# 11 months old, is she the right size?



## allyssa (May 6, 2015)

I have a 11 month old blue nose apbt. She seems a little small to me.. What do youguys think?


----------



## BCdogs (May 30, 2014)

Cute! How much does she weigh? Pit Bulls are not large dogs. She does look a tad overweight in this photo, do you have a photo of her standing from above? 

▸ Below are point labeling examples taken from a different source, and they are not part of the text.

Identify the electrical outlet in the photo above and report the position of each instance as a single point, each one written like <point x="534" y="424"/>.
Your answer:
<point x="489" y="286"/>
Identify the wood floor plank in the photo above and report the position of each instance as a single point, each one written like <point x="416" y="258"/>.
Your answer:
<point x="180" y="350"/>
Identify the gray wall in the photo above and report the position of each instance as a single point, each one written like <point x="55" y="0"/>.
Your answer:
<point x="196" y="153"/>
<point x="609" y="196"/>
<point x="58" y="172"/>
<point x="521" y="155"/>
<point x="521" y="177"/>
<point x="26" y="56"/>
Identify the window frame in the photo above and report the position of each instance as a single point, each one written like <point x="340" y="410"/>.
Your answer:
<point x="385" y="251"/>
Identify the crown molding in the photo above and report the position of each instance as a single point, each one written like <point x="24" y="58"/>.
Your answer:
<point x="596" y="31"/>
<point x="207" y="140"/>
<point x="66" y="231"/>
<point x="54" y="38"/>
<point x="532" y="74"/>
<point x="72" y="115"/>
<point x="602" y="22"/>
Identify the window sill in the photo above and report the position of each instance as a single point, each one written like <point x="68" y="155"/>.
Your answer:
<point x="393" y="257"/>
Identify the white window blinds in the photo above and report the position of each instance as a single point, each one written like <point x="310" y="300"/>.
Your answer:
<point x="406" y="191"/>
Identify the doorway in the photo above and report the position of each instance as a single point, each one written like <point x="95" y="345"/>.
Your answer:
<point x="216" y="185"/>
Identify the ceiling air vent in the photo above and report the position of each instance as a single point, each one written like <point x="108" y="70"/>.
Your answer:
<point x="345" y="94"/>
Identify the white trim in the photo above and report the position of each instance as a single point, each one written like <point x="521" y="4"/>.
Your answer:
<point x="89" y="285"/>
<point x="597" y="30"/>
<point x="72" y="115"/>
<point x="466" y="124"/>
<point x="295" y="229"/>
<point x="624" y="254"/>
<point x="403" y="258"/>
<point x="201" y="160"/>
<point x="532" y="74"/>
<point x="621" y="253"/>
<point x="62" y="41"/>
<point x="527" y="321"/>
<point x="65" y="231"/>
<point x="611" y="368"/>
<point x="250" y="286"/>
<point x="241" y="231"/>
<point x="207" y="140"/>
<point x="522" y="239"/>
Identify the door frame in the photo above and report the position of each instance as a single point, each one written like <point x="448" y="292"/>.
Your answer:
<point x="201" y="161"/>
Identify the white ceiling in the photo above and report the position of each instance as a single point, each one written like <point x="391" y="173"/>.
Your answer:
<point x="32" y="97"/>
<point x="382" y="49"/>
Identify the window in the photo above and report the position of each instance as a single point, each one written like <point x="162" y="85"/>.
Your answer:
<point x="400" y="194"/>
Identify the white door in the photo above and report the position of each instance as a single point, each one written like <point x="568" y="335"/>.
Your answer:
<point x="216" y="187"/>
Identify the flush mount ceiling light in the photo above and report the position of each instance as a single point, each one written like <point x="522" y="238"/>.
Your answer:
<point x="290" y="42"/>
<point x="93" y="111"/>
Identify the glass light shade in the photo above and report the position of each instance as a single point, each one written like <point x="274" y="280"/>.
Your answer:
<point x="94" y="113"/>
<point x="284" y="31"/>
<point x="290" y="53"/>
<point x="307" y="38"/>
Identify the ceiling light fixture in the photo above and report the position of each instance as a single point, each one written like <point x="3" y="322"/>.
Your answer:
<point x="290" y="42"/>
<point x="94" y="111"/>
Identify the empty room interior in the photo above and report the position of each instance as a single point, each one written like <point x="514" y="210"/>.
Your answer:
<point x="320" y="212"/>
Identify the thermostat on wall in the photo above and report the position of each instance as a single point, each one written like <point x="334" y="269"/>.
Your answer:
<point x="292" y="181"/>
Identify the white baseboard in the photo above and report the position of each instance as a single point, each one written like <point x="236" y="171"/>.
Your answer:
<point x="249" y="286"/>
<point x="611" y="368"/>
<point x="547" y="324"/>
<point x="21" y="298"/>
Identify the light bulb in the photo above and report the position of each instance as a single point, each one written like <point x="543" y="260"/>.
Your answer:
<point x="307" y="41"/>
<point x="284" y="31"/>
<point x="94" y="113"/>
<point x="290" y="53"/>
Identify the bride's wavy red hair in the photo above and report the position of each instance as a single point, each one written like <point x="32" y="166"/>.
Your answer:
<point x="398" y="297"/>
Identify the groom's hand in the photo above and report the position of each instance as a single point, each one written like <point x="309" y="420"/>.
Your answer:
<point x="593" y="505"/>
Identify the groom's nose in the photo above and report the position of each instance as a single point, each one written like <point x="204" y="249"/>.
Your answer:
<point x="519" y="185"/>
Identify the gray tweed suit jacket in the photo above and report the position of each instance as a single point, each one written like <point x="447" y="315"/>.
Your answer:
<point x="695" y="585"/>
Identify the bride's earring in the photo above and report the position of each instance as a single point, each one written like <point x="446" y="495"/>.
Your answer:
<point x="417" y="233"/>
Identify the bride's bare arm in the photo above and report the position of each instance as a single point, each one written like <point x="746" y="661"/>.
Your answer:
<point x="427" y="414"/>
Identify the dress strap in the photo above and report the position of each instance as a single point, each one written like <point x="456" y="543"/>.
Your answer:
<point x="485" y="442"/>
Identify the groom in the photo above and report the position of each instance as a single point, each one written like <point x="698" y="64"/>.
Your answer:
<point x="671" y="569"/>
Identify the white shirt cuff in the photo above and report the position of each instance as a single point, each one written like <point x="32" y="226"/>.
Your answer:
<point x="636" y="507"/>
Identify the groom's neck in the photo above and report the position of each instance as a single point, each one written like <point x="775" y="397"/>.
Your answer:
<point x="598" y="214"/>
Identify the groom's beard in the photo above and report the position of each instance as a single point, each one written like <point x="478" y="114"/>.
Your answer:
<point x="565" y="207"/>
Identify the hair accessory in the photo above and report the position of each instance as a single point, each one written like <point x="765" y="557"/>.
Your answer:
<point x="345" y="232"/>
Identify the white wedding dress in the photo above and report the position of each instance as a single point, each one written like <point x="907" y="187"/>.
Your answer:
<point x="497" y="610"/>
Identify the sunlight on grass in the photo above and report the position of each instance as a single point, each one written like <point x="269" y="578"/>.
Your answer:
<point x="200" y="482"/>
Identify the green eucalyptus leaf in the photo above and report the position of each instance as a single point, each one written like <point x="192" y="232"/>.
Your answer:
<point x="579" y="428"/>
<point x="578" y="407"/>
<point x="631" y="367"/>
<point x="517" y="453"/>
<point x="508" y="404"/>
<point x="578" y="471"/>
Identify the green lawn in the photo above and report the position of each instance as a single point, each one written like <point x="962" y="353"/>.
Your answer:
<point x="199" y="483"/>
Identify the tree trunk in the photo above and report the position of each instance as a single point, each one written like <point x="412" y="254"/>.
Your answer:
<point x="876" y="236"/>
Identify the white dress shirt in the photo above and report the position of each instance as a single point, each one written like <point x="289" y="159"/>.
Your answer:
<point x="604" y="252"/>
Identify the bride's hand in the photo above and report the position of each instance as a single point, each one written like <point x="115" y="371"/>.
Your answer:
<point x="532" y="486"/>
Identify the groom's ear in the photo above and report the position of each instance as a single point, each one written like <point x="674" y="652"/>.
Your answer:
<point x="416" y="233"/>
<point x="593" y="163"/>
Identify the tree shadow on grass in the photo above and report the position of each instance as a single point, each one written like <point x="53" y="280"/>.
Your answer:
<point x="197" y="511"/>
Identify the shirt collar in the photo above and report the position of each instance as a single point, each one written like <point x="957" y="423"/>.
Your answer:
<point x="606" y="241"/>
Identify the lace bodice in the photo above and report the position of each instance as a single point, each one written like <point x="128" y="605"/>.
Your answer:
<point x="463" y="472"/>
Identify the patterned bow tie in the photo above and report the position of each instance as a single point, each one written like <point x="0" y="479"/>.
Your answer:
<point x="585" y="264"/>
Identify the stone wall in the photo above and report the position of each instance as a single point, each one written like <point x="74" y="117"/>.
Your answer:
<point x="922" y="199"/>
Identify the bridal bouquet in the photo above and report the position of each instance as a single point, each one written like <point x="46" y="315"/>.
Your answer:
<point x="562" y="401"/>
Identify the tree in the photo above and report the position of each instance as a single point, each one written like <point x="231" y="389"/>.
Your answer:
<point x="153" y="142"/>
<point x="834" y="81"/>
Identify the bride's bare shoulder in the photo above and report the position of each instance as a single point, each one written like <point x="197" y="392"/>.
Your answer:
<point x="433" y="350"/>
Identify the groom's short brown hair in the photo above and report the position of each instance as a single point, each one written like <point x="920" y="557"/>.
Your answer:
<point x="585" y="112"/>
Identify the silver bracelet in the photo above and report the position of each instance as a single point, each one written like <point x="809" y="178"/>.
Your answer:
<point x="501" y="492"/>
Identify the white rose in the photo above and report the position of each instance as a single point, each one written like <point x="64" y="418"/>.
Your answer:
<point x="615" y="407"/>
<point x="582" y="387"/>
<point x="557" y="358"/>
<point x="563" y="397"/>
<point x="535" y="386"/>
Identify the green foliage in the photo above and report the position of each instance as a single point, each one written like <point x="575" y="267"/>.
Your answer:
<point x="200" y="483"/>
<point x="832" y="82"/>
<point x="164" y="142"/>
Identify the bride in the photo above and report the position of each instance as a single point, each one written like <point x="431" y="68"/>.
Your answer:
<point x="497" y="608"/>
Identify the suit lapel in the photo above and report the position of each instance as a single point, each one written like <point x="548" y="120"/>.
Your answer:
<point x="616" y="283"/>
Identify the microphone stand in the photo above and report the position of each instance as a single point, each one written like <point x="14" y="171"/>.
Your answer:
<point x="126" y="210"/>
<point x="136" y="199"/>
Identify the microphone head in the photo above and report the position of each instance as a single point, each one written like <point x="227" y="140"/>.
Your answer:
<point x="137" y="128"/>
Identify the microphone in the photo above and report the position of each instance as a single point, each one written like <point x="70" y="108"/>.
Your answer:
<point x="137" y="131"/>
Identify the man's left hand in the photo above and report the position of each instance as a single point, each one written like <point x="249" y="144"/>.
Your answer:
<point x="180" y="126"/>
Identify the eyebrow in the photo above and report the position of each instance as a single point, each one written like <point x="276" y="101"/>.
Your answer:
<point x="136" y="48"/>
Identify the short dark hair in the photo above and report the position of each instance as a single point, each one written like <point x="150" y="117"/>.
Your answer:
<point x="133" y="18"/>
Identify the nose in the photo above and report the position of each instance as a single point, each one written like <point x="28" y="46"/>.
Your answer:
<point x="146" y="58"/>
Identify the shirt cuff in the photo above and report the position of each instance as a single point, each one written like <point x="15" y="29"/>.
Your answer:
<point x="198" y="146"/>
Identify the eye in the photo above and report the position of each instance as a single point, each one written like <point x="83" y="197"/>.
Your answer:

She doesn't have a blue nose.


----------



## Kenaii (Dec 22, 2011)

That dog's not blue. She's fawn brindle.
Also APBTs don't usually get that big, the range for a female is usually around 30-60 lbs. And 60 lbs is really pushing it.


----------



## allyssa (May 6, 2015)

She is a bit overweight, I'm currently pregnant so she's been lacking her excersise partner


----------



## ::::COACH:::: (Apr 4, 2012)

25-60 is more average true APBT weight. Dogs with no peds, shelter dogs, and other bull breeds can vary in size up to 100lbs but those are different bull breeds.


----------



## Kenaii (Dec 22, 2011)

Yeah, she's a little chunky, but not obese. Just keep an eye on her weight until you're able to exercise her properly again and she should be fine.

Until then, I highly recommend investing in a spring pole set up (Spring Pole by Pit Bull Gear) Springpoles are a lot of fun and great exercise for the dog, but they don't require much physical activity on your part.


----------